Qu'est-ce qui a changé ? J'ai déménagé. Je n'ai plus deux heures de transports par jour mais un peu plus d'une heure (oui, il faut être parisien pour trouver que j'ai de la chance). J'amène désormais mes enfants à l'école quatre jours par semaine. Je me mets le stress pour signer les mots dans le cahier du correspondance. Je me suis même portée candidate pour accompagner la classe de mon fils à la ferme le 15 avril (putain, j'espère que je ne vais pas être malade dans le bus).

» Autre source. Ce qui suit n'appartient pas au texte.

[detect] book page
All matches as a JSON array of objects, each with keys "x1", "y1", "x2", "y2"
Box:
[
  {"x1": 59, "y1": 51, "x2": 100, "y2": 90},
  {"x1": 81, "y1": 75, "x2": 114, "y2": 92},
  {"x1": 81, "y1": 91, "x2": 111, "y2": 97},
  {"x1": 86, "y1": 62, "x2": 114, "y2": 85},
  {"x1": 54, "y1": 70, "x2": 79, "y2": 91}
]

La leçon : une heure par jour suffit donc à détruire l'estime qu'on a de soi-même. Je n'étais qu'une usurpatrice, une menteuse, une mère pas au niveau qui courait après tout. En réduisant mon temps de transport, je suis devenue une maman assez dans la moyenne. Pour un peu, j'aurai voté aux élections de parents d'élèves. Bref, une heure de moins dans la haine quotidienne du métro parisien suffit à se sentir légitime.

Aujourd'hui, quand je lose encore, ça me paraît bien moins grave. Si j'oublie doudou gros, je dis à ma fille qu'elle peut très bien vivre sans. Et il faut avouer que j'ai moins l'occasion d'arriver à la bourre : mes enfants sortent une demi-heure plus tard. De toute façon, je n'y suis qu'une fois par mois, à la sortie de l'école. Ben oui, faut pas que ça change trop vite, sinon, je vais avoir des problèmes d'identité.